Editorial: Inclusion of food aid hampers Farm Bill
If the congressional torching of the Farm Bill were to give rise to separate farm and food assistance bills, it would be a positive development. If not, it’s just senseless arson.
A combination of Republicans and Democrats handed House Speaker John Boehner an ignominious defeat on Thursday by voting against the bill. Republicans said they wanted bigger cuts to the food stamp program. Democrats said the cuts were already too big, plus Republicans tacked on last-minute amendments that would make eligibility more difficult.
Essentially, the battle over food stamps scuttled the positive farm policy reforms in the bill. The same thing happened last year, meaning the country is still working off extensions of the 2008 bill. This has some observers wondering whether the old alliance of farm state Republicans and urban Democrats has enough heft to pass five-year farm bills anymore.
Tim McGreevy, CEO of the USA Dry Pea and Lentil Council in Moscow, Idaho, has been working farm bills since 1985, and he said this is the first one that has failed to pass a House vote. It seems the partisanship that has locked down so many congressional issues has now claimed agriculture.
It would be better if Congress could separate the issues of farming and nutrition and consider them on the merits. As it is, farm bills are fashioned with an eye toward collecting enough votes of self-interested politicians. In the past, this back-scratching has gotten bills passed, but it hasn’t produced the smartest policies.
Plus, the something-for-everyone approach yields considerable sticker shock. The bill that was voted down carried a five-year price tag of $955 billion. That’s a lot of spending at a time when the budget deficit needs chopping.
But promising reforms that would wean farmers off direct subsidies and end indefensible handouts to wealthy absentee “farmers” got caught in the politics of poverty and food assistance.
The House bill took a 10-year, $20.5 billion whack at the Supplemental Nutrition Assistance Program (food stamps). The Senate’s cut was only $4 billion. In the wake of the recession, a record number of people are using food stamps, but with the economy improving, some winnowing is in order.

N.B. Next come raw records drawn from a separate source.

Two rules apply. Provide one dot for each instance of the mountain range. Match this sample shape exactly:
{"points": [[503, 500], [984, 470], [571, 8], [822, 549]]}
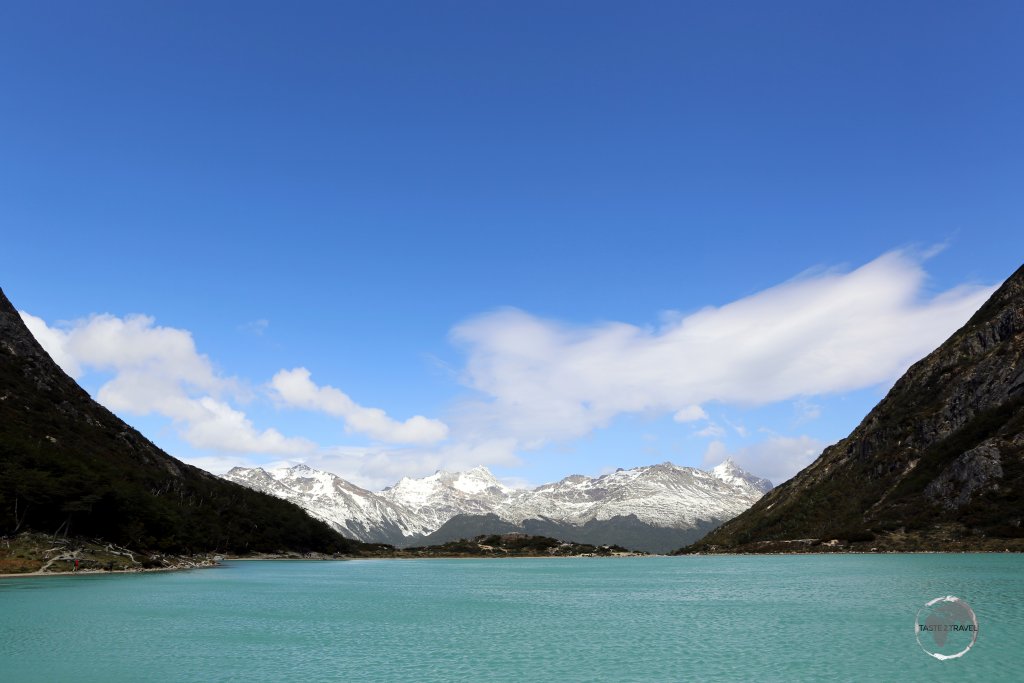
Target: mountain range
{"points": [[655, 508], [937, 465], [70, 468]]}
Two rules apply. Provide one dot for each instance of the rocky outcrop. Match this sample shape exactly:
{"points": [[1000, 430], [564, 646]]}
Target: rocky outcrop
{"points": [[942, 450], [975, 471]]}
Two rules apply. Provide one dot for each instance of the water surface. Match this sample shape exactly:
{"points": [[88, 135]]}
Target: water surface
{"points": [[707, 619]]}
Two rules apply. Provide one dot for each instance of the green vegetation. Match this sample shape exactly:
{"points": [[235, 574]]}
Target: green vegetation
{"points": [[895, 482], [514, 545]]}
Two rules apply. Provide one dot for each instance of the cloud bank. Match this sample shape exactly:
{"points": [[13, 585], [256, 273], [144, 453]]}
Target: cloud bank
{"points": [[294, 388], [535, 381], [540, 380]]}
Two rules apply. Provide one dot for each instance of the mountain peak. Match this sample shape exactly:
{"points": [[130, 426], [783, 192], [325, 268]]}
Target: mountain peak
{"points": [[936, 464]]}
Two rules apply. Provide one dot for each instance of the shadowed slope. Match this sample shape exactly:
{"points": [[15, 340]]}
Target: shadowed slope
{"points": [[70, 466], [937, 464]]}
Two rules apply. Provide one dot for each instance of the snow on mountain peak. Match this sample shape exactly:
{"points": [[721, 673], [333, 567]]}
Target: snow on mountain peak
{"points": [[731, 473], [664, 495]]}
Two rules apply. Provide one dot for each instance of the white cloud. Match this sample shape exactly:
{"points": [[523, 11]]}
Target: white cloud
{"points": [[294, 388], [713, 429], [376, 467], [806, 411], [158, 370], [776, 459], [689, 414], [830, 332]]}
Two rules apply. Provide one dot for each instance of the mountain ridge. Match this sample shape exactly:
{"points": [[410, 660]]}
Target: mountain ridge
{"points": [[656, 506], [937, 464], [71, 467]]}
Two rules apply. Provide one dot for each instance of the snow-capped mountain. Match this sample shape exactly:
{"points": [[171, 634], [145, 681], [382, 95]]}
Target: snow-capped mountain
{"points": [[444, 495], [650, 507], [354, 512]]}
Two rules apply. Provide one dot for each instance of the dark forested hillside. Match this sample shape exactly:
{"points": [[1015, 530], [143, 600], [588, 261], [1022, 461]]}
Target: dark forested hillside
{"points": [[69, 466], [937, 465]]}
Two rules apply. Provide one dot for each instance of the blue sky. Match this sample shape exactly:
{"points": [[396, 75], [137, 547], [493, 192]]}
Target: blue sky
{"points": [[549, 238]]}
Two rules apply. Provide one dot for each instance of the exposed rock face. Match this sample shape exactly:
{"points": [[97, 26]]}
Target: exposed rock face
{"points": [[71, 467], [942, 449], [654, 508], [975, 471]]}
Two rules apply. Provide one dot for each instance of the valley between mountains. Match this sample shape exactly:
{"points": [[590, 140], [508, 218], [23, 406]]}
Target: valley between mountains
{"points": [[657, 508]]}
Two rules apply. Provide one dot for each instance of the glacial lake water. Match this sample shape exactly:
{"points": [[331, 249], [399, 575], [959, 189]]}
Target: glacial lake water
{"points": [[844, 617]]}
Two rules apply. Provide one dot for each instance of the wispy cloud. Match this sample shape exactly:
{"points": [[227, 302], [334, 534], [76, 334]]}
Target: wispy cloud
{"points": [[538, 381], [296, 389], [823, 333], [776, 459]]}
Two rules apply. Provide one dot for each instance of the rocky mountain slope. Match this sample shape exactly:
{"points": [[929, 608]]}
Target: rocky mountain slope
{"points": [[651, 508], [937, 464], [70, 467]]}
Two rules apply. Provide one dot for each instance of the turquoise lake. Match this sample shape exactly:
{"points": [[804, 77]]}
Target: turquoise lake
{"points": [[844, 617]]}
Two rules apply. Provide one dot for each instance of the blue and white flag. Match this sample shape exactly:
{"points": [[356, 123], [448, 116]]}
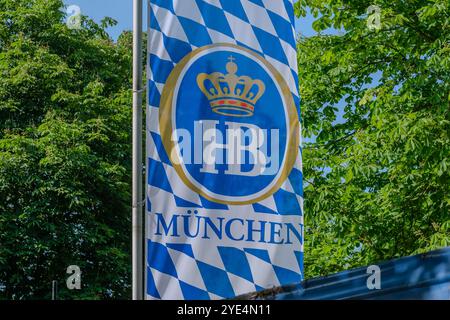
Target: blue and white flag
{"points": [[224, 169]]}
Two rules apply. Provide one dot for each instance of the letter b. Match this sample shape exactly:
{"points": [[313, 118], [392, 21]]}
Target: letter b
{"points": [[73, 281]]}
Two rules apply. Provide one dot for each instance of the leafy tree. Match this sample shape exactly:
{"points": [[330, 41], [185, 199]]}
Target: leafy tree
{"points": [[64, 154], [377, 180]]}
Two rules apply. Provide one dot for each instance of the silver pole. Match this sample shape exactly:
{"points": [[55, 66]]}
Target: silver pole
{"points": [[137, 219], [54, 290]]}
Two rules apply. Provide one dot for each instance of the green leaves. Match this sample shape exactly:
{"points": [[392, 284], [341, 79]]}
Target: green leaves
{"points": [[376, 110], [64, 154]]}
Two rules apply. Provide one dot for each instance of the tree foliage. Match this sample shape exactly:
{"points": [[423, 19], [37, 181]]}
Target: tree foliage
{"points": [[64, 154], [375, 105]]}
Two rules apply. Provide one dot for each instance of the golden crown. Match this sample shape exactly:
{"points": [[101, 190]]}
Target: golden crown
{"points": [[230, 94]]}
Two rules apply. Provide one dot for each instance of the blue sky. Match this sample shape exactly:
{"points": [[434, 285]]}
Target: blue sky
{"points": [[122, 11]]}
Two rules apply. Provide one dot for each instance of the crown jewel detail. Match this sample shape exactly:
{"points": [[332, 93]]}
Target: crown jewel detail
{"points": [[230, 94]]}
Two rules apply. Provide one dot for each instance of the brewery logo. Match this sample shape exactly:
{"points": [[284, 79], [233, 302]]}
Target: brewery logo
{"points": [[229, 124]]}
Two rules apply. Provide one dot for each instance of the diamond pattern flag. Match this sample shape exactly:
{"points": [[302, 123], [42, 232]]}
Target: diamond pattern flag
{"points": [[224, 171]]}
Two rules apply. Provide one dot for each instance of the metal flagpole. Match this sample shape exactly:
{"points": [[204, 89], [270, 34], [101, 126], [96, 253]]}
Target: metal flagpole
{"points": [[137, 219]]}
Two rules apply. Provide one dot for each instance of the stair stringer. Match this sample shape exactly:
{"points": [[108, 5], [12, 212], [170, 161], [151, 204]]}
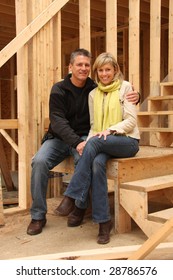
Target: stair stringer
{"points": [[136, 205]]}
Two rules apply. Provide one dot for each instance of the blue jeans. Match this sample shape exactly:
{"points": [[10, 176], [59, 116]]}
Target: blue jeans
{"points": [[91, 171], [52, 152]]}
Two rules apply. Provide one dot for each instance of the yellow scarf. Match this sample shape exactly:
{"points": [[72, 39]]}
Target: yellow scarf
{"points": [[107, 109]]}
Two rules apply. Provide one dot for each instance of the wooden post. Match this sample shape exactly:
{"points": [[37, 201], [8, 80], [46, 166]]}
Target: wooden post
{"points": [[111, 27], [1, 205], [84, 24], [134, 11]]}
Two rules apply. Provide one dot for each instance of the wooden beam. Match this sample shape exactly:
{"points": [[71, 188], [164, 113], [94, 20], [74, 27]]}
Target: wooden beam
{"points": [[9, 123], [111, 27], [155, 33], [134, 42], [4, 168], [170, 42], [153, 241], [9, 140], [113, 253], [84, 24], [29, 31]]}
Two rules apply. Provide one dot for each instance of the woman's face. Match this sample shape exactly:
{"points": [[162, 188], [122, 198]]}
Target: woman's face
{"points": [[106, 73]]}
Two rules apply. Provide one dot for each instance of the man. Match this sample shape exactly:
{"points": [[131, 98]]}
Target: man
{"points": [[69, 127]]}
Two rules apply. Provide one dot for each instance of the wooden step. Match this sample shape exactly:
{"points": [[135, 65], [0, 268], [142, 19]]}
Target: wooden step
{"points": [[161, 216], [149, 184], [154, 113], [160, 97], [156, 129]]}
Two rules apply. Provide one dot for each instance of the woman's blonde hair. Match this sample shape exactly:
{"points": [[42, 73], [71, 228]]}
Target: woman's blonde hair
{"points": [[105, 58]]}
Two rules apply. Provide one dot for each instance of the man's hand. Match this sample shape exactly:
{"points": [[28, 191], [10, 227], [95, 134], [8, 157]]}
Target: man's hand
{"points": [[104, 133], [133, 96], [80, 147]]}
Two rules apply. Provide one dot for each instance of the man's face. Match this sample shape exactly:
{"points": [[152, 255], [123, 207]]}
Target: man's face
{"points": [[80, 69]]}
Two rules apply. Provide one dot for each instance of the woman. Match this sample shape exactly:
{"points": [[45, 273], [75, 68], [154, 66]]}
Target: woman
{"points": [[114, 133]]}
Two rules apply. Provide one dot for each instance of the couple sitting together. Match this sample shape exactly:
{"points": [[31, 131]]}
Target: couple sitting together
{"points": [[93, 121]]}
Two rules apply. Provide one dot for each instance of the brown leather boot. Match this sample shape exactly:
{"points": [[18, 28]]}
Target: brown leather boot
{"points": [[36, 226], [65, 207], [76, 217], [104, 232]]}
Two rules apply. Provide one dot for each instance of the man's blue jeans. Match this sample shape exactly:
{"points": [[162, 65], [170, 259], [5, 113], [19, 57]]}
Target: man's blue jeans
{"points": [[52, 152], [91, 171]]}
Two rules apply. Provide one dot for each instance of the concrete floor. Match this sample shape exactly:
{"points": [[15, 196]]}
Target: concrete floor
{"points": [[58, 238]]}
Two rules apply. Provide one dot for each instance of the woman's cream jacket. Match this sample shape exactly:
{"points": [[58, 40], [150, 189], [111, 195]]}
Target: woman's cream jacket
{"points": [[128, 126]]}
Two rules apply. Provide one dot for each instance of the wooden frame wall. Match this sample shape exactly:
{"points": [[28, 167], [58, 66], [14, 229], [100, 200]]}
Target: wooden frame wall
{"points": [[38, 48]]}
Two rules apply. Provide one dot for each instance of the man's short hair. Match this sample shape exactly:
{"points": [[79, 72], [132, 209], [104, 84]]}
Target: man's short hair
{"points": [[79, 52]]}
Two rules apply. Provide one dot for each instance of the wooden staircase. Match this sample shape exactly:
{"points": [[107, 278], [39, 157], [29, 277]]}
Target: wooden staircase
{"points": [[137, 196], [147, 195], [158, 120]]}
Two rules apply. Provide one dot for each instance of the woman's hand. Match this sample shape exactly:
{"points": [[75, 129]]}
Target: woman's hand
{"points": [[133, 96], [104, 133], [80, 147]]}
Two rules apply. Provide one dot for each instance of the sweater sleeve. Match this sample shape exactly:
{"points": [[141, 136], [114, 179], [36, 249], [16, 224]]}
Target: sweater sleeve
{"points": [[129, 112], [59, 123]]}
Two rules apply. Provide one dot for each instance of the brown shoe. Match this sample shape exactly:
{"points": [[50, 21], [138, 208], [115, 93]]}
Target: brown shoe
{"points": [[36, 226], [104, 232], [76, 217], [65, 207]]}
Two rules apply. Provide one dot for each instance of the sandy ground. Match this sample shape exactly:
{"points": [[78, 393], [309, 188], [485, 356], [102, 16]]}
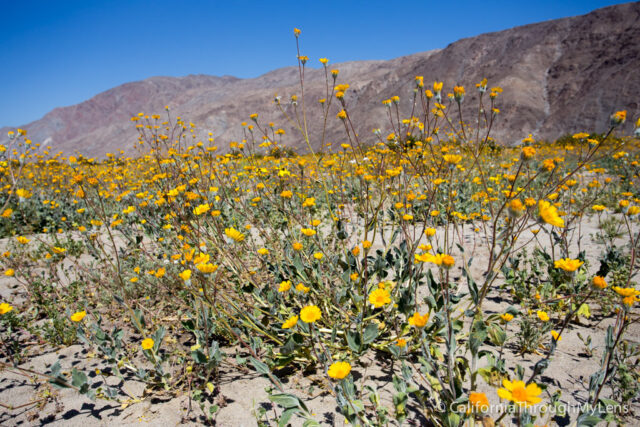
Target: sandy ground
{"points": [[242, 392]]}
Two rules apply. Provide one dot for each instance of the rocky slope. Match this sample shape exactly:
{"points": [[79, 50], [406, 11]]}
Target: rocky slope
{"points": [[559, 77]]}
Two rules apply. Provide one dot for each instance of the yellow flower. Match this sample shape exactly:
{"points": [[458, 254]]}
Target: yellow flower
{"points": [[458, 93], [310, 314], [618, 118], [516, 208], [379, 297], [629, 295], [22, 193], [78, 316], [207, 267], [147, 343], [200, 209], [599, 282], [285, 285], [302, 288], [339, 370], [528, 152], [452, 158], [308, 231], [507, 317], [290, 323], [633, 210], [479, 401], [234, 234], [519, 393], [419, 320], [542, 315], [568, 264], [5, 308], [444, 260], [549, 214]]}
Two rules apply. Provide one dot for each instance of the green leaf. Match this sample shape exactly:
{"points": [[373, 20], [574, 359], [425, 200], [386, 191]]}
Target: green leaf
{"points": [[78, 378], [497, 335], [286, 416], [260, 366], [588, 420], [353, 340]]}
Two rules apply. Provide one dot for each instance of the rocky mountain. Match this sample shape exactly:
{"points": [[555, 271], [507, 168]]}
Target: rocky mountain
{"points": [[559, 77]]}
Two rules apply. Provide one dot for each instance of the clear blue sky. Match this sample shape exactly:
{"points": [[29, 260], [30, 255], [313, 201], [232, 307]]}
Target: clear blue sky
{"points": [[58, 53]]}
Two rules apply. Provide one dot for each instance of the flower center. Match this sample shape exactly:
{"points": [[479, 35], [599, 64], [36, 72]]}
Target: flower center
{"points": [[519, 394]]}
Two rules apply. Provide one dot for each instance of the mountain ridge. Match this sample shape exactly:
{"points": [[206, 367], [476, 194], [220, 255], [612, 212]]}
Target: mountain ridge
{"points": [[559, 76]]}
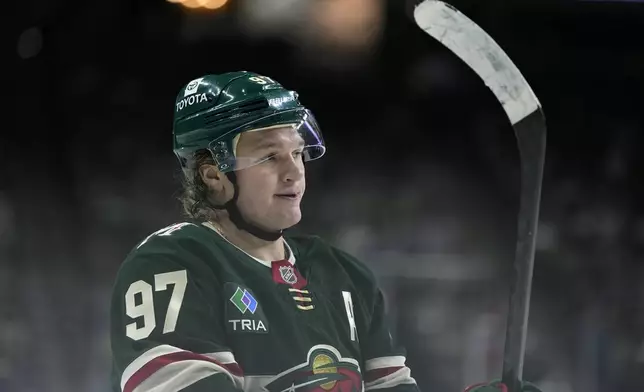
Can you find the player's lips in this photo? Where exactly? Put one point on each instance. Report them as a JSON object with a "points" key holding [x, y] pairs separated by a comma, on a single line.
{"points": [[289, 195]]}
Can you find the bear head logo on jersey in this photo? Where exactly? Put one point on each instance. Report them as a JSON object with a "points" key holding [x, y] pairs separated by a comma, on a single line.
{"points": [[324, 371]]}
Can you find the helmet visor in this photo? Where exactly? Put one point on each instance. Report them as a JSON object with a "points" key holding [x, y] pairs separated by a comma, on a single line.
{"points": [[294, 132]]}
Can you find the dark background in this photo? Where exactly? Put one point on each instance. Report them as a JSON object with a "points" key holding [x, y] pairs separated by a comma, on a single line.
{"points": [[420, 180]]}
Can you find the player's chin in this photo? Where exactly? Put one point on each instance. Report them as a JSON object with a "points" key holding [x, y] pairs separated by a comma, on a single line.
{"points": [[289, 217]]}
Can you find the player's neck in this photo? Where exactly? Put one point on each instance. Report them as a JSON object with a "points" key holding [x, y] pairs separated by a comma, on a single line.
{"points": [[256, 247]]}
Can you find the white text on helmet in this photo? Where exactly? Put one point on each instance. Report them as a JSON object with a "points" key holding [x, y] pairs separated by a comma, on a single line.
{"points": [[191, 100]]}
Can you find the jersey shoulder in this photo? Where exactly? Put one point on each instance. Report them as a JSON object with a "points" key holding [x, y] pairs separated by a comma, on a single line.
{"points": [[177, 246]]}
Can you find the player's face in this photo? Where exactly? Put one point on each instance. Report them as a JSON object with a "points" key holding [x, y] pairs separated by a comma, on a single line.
{"points": [[270, 192]]}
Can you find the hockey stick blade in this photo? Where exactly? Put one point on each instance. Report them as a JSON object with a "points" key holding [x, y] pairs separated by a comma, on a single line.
{"points": [[486, 58]]}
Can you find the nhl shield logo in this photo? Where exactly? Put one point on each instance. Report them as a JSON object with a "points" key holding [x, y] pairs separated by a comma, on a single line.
{"points": [[288, 274]]}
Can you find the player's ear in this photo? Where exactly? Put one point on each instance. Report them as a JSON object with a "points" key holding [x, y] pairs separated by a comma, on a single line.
{"points": [[212, 177]]}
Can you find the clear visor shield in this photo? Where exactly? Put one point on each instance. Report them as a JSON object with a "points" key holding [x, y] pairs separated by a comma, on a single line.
{"points": [[295, 133]]}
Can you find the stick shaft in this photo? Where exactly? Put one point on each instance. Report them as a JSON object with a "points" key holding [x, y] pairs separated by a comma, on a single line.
{"points": [[531, 138]]}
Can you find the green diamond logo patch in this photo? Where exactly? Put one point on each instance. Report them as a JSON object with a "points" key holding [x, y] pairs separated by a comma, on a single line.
{"points": [[244, 301]]}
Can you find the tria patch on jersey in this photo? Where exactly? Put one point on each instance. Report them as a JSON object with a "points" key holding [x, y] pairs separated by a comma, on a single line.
{"points": [[325, 370], [243, 311], [285, 273]]}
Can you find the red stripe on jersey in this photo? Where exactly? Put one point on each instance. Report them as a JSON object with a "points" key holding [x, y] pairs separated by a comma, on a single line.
{"points": [[373, 375], [157, 363]]}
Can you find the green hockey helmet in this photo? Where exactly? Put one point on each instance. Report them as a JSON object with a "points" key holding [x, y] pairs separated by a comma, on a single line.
{"points": [[211, 112]]}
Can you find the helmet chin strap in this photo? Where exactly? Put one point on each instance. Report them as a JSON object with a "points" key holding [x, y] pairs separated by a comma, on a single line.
{"points": [[238, 220]]}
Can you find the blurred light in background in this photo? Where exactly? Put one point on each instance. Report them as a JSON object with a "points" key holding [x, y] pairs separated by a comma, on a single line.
{"points": [[207, 4]]}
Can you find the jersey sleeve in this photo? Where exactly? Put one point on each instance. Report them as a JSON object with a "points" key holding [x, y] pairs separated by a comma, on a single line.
{"points": [[166, 330], [384, 360]]}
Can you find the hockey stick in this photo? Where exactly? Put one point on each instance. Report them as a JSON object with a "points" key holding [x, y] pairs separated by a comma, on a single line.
{"points": [[479, 51]]}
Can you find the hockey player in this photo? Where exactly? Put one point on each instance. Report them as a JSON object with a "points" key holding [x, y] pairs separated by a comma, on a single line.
{"points": [[227, 300]]}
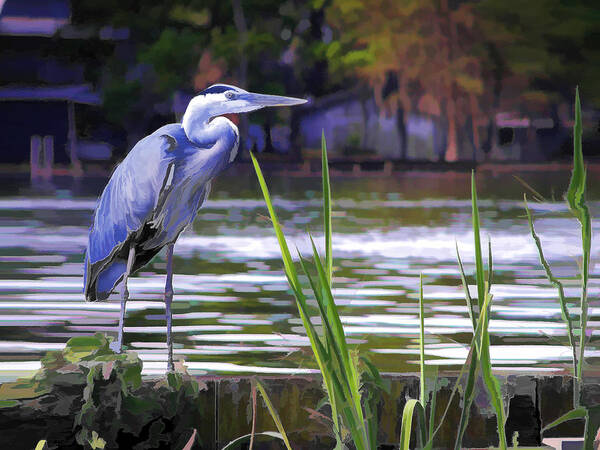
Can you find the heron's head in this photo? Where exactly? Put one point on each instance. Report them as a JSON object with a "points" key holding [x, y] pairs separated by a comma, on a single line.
{"points": [[220, 99]]}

Agriculture is a $40 billion industry in Washington state, employing about 160,000 people. Peas, potatoes, lentils and wheat are big business, and farmers need an up-to-date plan, not one based on the circumstances of 2008.
The current farm bill extension expires in September, so congressional leaders will be scrambling to put together something that can pass. A House amendment to consider farm and nutrition issues under separate bills was shot down. Congress should reconsider; otherwise the market distortions and harmful impasse will continue.